A recent study offered an interesting twist on what makes for effective listening. 

According to research, listeners who hear a speaker by phone, or with eyes closed, tend to more accurately gauge the speaker’s emotions than listeners who are also looking at the speaker by video conference or in person. 

According to an article in the journal Yale Insights, “The research suggests that simple phone calls might be sufficient for bringing together far-flung colleagues.” 

This might be good news for businesses that want to cut back on travel for face-to-face meetings. It’s also somewhat of an affirmation of what I’ve noticed in my own work. I do phone as well as in-person coaching, and while I feel confident that I’m gleaning a person’s emotions face-to-face, I have also felt that the phone coaching I do is at least as effective, even though we are at a geographic distance and I can’t see my client’s face or body language for visual clues. I can, however, hear how they are feeling through tone and word choice, and this study suggests I am probably hearing more accurately than I realize.

The study, by author Michael Kraus, PhD, of Yale University, was published this fall in the American Psychological Association journal American Psychologist®. 

This idea may seem counter-intuitive, but Kraus offers some logical explanations for why voice-only communication might be so effective. 

“There’s now a lot of discussion about how to look more confident, or how to hide certain less desirable emotion states by using non-verbal communication,” he says in the Yale Insights article. “There is a chance that people might mislead listeners with their nonverbal communication.”

 In other words—we are learning to be better at hiding our feelings with facial expressions and body language, but our voice tends to give us away. 

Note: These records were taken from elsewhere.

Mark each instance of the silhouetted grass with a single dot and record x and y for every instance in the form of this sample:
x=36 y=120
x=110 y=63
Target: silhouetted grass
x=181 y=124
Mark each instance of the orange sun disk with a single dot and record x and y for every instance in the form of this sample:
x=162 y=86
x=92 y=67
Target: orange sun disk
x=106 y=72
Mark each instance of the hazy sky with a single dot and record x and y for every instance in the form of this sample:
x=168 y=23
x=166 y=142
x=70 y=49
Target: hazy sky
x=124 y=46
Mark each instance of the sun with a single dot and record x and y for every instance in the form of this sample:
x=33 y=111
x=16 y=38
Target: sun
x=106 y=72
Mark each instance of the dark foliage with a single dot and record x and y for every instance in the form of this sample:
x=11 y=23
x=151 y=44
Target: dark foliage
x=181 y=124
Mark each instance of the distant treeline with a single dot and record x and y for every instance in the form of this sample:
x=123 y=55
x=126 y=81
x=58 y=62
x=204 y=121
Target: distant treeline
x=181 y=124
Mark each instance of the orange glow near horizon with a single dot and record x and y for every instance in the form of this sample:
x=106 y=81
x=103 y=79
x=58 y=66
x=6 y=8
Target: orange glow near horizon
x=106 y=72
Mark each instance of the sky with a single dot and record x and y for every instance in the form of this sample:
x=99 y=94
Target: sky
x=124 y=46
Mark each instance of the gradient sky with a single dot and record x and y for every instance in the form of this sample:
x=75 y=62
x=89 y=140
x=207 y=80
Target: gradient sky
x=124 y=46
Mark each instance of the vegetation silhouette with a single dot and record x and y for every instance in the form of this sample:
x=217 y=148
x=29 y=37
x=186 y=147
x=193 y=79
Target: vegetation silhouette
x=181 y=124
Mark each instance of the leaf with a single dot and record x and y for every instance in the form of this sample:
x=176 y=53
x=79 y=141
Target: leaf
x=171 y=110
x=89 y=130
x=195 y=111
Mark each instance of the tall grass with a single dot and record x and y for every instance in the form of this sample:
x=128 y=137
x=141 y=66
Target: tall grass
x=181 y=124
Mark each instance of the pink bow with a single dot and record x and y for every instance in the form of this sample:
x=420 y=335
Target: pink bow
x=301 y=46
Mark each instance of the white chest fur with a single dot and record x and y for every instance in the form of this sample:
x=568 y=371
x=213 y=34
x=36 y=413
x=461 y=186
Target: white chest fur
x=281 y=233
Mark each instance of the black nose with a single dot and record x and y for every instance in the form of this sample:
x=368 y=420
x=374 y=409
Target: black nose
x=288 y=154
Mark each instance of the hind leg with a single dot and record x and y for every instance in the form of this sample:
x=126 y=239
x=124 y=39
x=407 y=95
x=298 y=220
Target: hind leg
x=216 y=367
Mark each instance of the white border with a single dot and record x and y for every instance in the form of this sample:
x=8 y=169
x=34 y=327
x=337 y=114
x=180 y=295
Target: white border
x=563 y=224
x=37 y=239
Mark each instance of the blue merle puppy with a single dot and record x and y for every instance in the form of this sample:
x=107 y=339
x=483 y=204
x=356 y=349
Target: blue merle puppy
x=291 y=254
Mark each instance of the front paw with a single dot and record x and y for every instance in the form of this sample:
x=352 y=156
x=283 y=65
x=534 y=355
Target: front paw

Another reason may be that during in-person communication a listener has many different kinds of input to focus on. “It’s difficult because you might be switching attention across those channels in order to perceive emotion,” Kraus says. “Whereas if you focus on any one that has the necessary information you’d be most accurate. Our research points to the voice as the most viable channel for emotion perception.”

Listening well is one of the most important skills to have when connecting with others, whether at work or with friends and other loved ones. Maybe it’s time to skip the Skype and have an old-fashioned phone call instead?